Beefy Boxes and Bandwidth Generously Provided by pair Networks
P is for Practical

RegEx Riddle

by ferddle (Initiate)
on May 28, 2008 at 05:39 UTC ( #688802=perlquestion: print w/replies, xml ) Need Help??
ferddle has asked for the wisdom of the Perl Monks concerning the following question:


I have a KML file that I need to parse. I would like to do this without the help of a module. Here is an example:
<Placemark> <name>This is the title</name> ... <coordinates>12,34,0</coordinates> </Placemark> <Placemark> <name>This is another title</name> </Placemark> <Placemark> <name>One more</name> <coordinates>56,78,0</coordinates> ... <coordinates>-99,-88,0</coordinates> </Placemark>
I would like to create hashes from all occurrences of <name> and its corresponding <coordinates>.
foreach (@kmlFile) { if (m/<name>(.*)<\/name>/) { %{$1} = (name => "<name>$1</name"); } }
Great, all I need is a way to find any <coordinates> tags that occur on lines after <name>, so that each coordinate is stored in a hash with its corresponding name. One of the problems with this is that there are some <name> tags that exist without <coordinates> (center three lines in the example above).

In other words, the code need only extract the next <coordinates> that occur after a <name> -- these coordinates would only be associated with the <name> that preceeds it, all other <coordinates> would be ignored until found again after the next <name>.

These occurrences are not necessarily on consecutive lines

From the above, I would need:
%This is the title = ( name => "<name>This is the title</name", coordinates => "<coordinates>12,34,0</coordinates>", ) %One more = ( name => "<name>One more</name>", coordinates => "<coordinates>56,78,0</coordinates>", )

If a mod is the only option, please let me know...

Thanks for any help,


Replies are listed 'Best First'.
Re: RegEx Riddle
by moritz (Cardinal) on May 28, 2008 at 06:44 UTC
    Why does everybody need to parse the same piece of XML? Is this some kind of homework? Or a very popular description format of some kind?

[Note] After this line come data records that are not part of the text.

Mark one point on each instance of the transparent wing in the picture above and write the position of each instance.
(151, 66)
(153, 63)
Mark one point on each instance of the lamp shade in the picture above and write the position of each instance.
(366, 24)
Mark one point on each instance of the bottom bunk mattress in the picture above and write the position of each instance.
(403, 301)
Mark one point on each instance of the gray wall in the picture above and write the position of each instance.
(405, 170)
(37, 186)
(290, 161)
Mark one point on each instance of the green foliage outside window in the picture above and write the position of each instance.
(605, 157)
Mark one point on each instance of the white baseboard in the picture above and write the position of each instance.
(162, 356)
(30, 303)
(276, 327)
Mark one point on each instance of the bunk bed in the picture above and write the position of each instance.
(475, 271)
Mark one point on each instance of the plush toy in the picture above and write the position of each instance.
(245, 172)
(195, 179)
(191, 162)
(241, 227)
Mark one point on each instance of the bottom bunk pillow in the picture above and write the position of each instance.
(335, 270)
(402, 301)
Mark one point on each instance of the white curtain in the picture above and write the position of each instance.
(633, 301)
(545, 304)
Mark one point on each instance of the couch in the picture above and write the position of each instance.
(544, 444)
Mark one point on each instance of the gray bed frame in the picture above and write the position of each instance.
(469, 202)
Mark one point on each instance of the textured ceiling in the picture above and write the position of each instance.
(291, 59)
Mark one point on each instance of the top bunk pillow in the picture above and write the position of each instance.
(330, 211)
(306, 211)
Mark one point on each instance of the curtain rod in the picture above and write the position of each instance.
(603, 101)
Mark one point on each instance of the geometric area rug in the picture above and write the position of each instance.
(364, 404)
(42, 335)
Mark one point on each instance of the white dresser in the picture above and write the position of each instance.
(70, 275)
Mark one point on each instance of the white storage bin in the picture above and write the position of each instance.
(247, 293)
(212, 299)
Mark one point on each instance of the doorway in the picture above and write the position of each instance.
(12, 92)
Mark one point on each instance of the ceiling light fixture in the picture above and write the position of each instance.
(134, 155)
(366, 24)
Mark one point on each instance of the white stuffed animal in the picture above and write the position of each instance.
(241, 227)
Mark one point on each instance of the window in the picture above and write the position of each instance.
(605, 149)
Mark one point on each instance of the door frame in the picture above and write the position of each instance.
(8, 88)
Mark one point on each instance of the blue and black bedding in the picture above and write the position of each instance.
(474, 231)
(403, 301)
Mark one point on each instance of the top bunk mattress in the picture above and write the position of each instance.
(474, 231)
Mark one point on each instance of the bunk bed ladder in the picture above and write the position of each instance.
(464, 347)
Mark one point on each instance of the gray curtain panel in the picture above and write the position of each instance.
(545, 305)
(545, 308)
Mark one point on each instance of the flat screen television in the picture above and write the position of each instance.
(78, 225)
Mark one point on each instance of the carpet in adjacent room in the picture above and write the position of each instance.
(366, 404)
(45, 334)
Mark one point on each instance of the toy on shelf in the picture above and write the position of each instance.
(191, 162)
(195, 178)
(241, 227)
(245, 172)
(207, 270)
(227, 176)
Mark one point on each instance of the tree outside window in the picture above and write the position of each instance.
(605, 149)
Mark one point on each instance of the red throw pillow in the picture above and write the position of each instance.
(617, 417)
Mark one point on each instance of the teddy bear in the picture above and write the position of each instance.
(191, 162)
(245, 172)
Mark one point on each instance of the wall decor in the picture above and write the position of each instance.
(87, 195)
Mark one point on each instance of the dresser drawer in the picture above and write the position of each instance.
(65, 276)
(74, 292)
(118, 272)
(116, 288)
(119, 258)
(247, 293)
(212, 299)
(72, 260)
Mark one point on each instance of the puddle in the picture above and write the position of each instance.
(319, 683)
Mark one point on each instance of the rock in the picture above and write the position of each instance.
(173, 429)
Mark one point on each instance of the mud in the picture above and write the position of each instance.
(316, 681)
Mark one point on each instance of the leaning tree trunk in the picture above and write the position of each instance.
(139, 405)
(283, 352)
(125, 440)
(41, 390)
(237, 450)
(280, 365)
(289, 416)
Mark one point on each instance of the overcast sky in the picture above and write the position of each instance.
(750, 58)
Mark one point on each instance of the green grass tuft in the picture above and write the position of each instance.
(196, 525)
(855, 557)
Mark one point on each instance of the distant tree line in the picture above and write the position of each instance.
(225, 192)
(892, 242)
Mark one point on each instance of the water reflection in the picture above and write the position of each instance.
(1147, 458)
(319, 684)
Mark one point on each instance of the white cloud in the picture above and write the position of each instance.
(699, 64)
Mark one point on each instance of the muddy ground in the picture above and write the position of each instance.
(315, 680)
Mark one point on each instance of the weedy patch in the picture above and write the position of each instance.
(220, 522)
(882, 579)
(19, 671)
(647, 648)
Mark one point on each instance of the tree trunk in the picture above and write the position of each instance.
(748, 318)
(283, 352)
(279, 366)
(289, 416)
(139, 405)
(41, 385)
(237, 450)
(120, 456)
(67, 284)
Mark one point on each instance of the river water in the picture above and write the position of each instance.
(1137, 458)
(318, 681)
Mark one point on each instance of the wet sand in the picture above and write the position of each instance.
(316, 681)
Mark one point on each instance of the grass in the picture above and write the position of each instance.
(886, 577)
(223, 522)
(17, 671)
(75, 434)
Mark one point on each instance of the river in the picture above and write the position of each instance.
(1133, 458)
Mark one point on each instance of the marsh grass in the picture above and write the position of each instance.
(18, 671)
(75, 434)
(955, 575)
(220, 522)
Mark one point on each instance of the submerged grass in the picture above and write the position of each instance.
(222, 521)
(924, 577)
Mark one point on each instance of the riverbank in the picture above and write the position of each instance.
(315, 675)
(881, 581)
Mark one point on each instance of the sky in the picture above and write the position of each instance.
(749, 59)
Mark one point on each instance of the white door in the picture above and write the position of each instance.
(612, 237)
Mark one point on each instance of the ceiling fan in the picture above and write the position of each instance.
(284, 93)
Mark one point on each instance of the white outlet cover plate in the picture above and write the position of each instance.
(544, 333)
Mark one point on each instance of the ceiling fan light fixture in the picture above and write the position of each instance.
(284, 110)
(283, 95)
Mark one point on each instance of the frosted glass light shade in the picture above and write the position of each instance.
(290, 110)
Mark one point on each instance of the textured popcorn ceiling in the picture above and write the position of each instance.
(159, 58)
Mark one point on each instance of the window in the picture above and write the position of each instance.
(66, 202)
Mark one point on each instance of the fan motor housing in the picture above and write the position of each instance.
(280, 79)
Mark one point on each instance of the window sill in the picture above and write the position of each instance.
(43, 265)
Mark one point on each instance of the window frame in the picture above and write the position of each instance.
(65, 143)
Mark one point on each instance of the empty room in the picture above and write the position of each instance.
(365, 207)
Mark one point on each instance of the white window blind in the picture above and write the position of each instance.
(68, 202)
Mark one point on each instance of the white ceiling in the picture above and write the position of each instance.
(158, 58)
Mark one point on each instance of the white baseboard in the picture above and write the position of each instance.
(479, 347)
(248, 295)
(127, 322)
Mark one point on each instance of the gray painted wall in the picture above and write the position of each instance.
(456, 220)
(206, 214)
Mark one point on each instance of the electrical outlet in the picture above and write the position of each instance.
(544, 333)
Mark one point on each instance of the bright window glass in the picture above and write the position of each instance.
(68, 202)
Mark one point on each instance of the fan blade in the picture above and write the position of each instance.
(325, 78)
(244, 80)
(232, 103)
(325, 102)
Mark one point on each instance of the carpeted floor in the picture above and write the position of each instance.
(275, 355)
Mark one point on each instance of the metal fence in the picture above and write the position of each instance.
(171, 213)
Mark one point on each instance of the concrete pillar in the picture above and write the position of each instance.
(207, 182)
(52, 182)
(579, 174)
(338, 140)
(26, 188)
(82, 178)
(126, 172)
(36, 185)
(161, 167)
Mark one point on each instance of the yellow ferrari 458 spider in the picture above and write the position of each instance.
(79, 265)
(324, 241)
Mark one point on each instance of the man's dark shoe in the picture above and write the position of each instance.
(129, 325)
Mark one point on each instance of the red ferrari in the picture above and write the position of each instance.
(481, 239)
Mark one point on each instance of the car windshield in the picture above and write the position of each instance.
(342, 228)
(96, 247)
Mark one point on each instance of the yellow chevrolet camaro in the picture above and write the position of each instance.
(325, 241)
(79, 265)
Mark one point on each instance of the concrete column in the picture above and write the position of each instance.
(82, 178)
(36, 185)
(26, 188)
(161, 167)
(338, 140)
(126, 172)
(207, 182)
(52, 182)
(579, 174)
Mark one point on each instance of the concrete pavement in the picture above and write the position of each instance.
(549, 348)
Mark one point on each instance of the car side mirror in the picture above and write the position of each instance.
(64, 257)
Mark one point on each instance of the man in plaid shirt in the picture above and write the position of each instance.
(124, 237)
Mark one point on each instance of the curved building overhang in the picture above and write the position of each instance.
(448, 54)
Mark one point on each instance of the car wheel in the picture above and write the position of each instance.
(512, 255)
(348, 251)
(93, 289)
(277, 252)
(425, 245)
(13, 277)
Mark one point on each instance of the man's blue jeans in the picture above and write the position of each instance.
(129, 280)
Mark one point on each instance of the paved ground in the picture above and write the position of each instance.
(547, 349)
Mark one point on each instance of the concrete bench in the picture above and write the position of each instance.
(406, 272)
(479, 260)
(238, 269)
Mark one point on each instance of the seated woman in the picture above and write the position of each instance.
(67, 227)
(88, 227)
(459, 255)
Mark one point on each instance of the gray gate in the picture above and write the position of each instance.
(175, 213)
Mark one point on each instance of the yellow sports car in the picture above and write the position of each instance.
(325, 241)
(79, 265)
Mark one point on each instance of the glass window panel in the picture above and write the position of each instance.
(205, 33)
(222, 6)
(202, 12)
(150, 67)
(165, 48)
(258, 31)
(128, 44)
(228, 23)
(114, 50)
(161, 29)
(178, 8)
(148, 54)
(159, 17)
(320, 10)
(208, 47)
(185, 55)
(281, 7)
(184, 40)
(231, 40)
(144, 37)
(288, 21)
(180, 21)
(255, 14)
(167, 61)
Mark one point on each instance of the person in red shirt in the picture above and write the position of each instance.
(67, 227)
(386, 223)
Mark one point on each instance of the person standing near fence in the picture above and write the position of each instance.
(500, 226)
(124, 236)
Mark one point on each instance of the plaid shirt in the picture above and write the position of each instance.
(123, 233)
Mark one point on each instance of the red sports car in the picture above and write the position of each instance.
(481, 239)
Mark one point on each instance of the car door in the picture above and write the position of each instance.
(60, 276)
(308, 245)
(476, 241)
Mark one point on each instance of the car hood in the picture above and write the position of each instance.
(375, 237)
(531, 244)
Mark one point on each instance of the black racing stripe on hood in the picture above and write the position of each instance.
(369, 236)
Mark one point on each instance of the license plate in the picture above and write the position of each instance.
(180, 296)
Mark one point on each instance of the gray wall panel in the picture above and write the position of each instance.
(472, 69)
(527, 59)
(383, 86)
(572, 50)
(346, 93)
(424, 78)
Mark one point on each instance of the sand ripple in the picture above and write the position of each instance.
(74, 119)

    That said, you shouldn't try to parse XML with regexes - use a decent module from CPAN instead.

      It seems to be used by Google in Google Earth and Maps, and is referred to as KML.
Re: RegEx Riddle
by prasadbabu (Prior) on May 28, 2008 at 05:47 UTC

    Hi ferddle,

    You can use negative look ahead regex to accomplish your job. If you have whole file in a string $kml, then

    use strict; use warnings; use Data::Dumper; my $kml = do { local $/, <DATA>}; my %hash; while ($kml =~ m/<name>((?:(?!<name>).)*)<\/name>\s*(<coordinates>(?:( +?:(?!<coordinates>).)*)<\/coordinates>)/gs){ $hash{$1} = $2; } print Dumper \%hash; output: ------- $VAR1 = { 'One more' => '<coordinates>56,78,0</coordinates>', 'This is the title' => '<coordinates>12,34,0</coordinates>' };

    You can learn more about positive look ahead at perlre.

    updated, added code. Thanks to ikegami for pointing out the mistake.


      I'd take a different tack, and loop through the placemark nodes.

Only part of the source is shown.